Aja Y. Martinez is assistant professor of writing studies, rhetoric, and composition at the University of North Texas, where she researches and teaches rhetorics of race and ethnicity, including the rhetorics of race within both Western and non-EuroWestern contexts. Her monograph Counterstory: The Writing and Rhetoric of Critical Race Theory (2020) presents counterstory as a method for actualizing critical race theory in the research and pedagogy of rhetoric-and-composition studies.

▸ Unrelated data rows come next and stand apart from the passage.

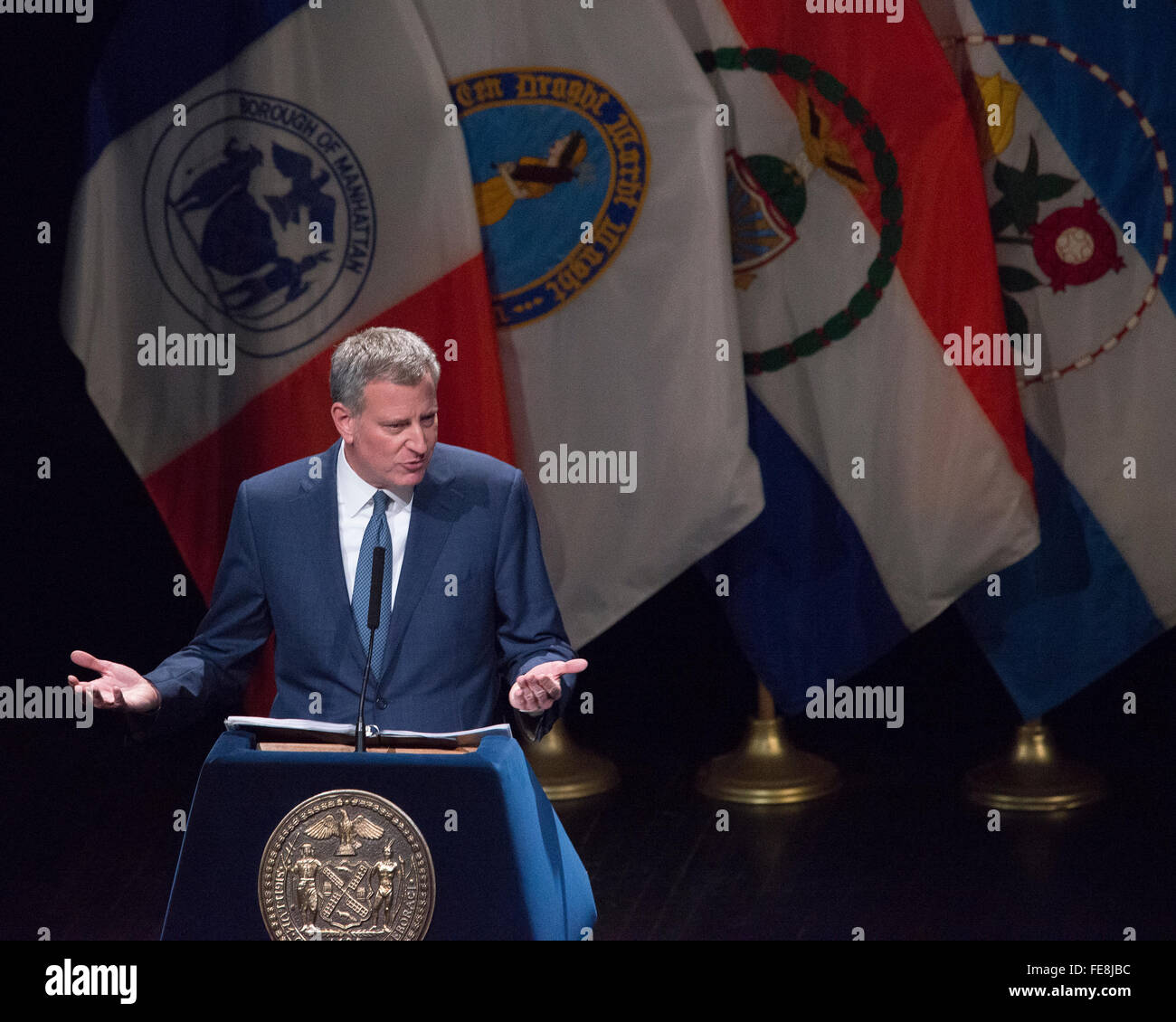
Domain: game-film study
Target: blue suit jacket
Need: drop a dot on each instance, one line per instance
(473, 531)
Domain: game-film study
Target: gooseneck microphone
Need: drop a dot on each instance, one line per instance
(377, 554)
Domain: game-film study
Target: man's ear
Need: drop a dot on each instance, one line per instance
(344, 420)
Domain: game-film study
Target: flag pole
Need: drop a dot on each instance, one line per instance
(765, 770)
(1034, 776)
(567, 771)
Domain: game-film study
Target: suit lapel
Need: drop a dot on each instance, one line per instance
(329, 553)
(436, 501)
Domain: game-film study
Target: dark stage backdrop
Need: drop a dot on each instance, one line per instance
(87, 845)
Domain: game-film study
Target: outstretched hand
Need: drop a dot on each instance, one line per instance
(119, 687)
(539, 688)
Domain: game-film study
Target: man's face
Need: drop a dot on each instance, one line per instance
(391, 441)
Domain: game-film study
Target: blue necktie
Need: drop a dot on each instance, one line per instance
(375, 535)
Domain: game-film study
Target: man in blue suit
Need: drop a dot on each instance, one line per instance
(466, 602)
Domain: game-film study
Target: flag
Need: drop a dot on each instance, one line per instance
(263, 179)
(894, 477)
(598, 175)
(1075, 122)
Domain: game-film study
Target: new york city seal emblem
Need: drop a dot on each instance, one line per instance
(346, 866)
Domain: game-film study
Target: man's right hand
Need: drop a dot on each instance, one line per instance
(119, 687)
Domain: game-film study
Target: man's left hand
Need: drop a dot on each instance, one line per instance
(539, 688)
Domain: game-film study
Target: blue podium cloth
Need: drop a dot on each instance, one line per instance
(508, 870)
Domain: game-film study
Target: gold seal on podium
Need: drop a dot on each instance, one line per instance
(346, 866)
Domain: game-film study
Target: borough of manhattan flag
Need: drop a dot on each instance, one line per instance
(598, 175)
(265, 178)
(894, 480)
(1074, 102)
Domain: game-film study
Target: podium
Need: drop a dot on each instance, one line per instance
(502, 865)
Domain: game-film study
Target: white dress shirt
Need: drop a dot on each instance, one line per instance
(354, 514)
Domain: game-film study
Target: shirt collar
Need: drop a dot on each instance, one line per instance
(354, 493)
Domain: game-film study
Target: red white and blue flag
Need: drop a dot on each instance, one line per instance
(894, 481)
(1080, 121)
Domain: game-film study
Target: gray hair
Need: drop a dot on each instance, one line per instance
(379, 353)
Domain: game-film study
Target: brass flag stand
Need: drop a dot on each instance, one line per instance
(765, 770)
(568, 771)
(1034, 776)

Cristina D. Ramírez is associate professor of rhetoric and composition at the University of Arizona, where she directs the doctoral program. She specializes in archival rescue and recovery of work by Mexican and Mexican American female authors. With Jessica Enoch, she coauthored Mestiza Rhetorics: An Anthology of Mexicana Activism in the Spanish Language Press,
1875–1922 (2019).
Ana Milena Ribero is a proud Latina, mother-scholar, and assistant professor of rhetoric and writing at Oregon State University. Her research and teaching focus mainly on the rhetorics of (im)migration, rhetorics of race, critical literacies, and women-of-color feminisms. Her book project explores “dreamer rhetorics”—the rhetorical productions of undocumented youth activism—during the Obama years. Her scholarship can be found in Rhetoric Review, Peitho, Performance Research, Present Tense, Decolonizing Rhetoric and Composition Studies, and The Routledge Handbook of Digital Writing and Rhetoric.
Mónica González Ybarra is assistant professor of bilingual education in the Department of Curriculum and Instruction at the University of Illinois, Urbana–Champaign. Her research examines the literacies and knowledges of Latinx/Chicanx (im)migrant young people through the use of Chicana feminisms, critical literacies, postcolonial and decolonial frameworks, and critical theories of race and citizenship. Drawing on scholarship across the fields of education and ethnic studies, her work is concerned largely with challenging and disrupting normative, colonial notions of knowledge pro-duction by centering the voices, experiences, and ways of knowing of youth of color.